Commit messages document what changed and why. A prefix categorizes the type of change: feat for new functionality, fix for bug fixes, refactor for restructured code that doesn’t change behavior. After the prefix comes a specific description of what actually changed.

A commit that says fix stuff provides no information about what was broken, what was changed, or where to look. A commit that says fix - clamp player velocity before collision check to prevent tunneling identifies the problem, the solution, and the location. Six months into a project, that specificity is what makes a commit history useful for diagnosing problems and understanding past decisions.

Pull Requests

A pull request is the review step before a branch merges. It produces a full diff of every file and every line that’s about to change, before anything is finalized. On a team, a second developer reviews it. Solo, you review it yourself. That review step identifies problems that are easy to miss while writing code.

Writing code and reviewing code use different parts of the brain. During development, the focus is on making something work. During a pull request review, the focus shifts to evaluating whether it was built correctly. That shift in perspective is where developers start noticing patterns in code, recognizing where structure broke down, and making better architectural decisions.

Engine Knowledge

Honestly, I debated including this section. Engine knowledge is important. But in my opinion, strong OOP fundamentals and systems thinking will carry a developer further. Engines are built on those principles and can be learned easier. That said, walking into a job interview with zero engine knowledge is a harder sell. So here’s my opinion on what is worth knowing.

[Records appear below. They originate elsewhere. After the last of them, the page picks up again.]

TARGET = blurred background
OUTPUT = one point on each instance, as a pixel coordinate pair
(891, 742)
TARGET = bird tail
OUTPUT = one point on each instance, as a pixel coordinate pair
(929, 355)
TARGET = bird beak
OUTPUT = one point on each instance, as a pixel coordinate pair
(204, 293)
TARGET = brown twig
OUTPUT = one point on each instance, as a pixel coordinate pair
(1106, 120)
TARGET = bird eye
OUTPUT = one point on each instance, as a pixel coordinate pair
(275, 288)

Unity is used for indie, mobile, and mid-scale projects. It uses C# and has a large asset ecosystem and extensive documentation. The component-based architecture mentioned earlier is the core design philosophy. It’s a great engine for a developer coming from an OOP background.

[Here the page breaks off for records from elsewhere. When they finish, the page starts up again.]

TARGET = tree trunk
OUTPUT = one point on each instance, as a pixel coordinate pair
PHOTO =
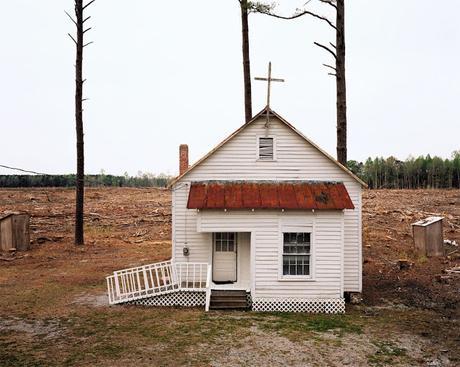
(80, 182)
(341, 85)
(246, 60)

Unreal is the standard in AAA development and anything requiring high-fidelity visuals. It uses C++ for performance-critical code and Blueprint (a visual scripting system) for gameplay logic. The learning curve is steeper, but the rendering capabilities and built-in tooling are significantly more powerful.

Godot is open source and lightweight. It uses GDScript, which is a Python-like language designed specifically for the engine (though C# support does exist). It’s grown quickly in the indie space, particularly after Unity’s pricing changes in 2023.

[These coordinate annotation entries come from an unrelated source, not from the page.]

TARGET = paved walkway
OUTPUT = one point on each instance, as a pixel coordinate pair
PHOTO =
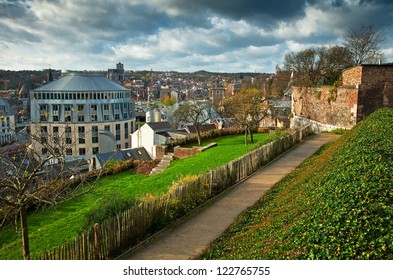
(188, 238)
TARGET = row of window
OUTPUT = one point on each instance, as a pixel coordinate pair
(82, 133)
(81, 112)
(80, 95)
(68, 151)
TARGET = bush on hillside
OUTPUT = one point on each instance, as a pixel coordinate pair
(337, 205)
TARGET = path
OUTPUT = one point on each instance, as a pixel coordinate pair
(192, 235)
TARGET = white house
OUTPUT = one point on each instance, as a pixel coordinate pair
(151, 135)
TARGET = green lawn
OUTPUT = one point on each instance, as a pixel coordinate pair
(50, 227)
(337, 205)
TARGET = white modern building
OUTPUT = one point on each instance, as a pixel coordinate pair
(7, 123)
(83, 114)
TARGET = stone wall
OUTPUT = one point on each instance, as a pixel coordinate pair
(326, 105)
(376, 90)
(364, 89)
(179, 152)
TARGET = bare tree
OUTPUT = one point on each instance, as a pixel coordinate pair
(318, 65)
(196, 113)
(363, 43)
(247, 109)
(29, 178)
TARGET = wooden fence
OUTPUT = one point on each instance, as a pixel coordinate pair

What to Know Across All Three Engines

Four areas come up on almost every project regardless of engine.

Physics covers how collisions are detected. Animation covers how states are structured in an animation controller and how code drives transitions between them. Audio covers how sounds are triggered, managed, and routed at a basic level. Scene and asset management covers how scenes load and unload, how prefabs (or equivalent structures) work, and how assets are referenced without creating unnecessary dependencies.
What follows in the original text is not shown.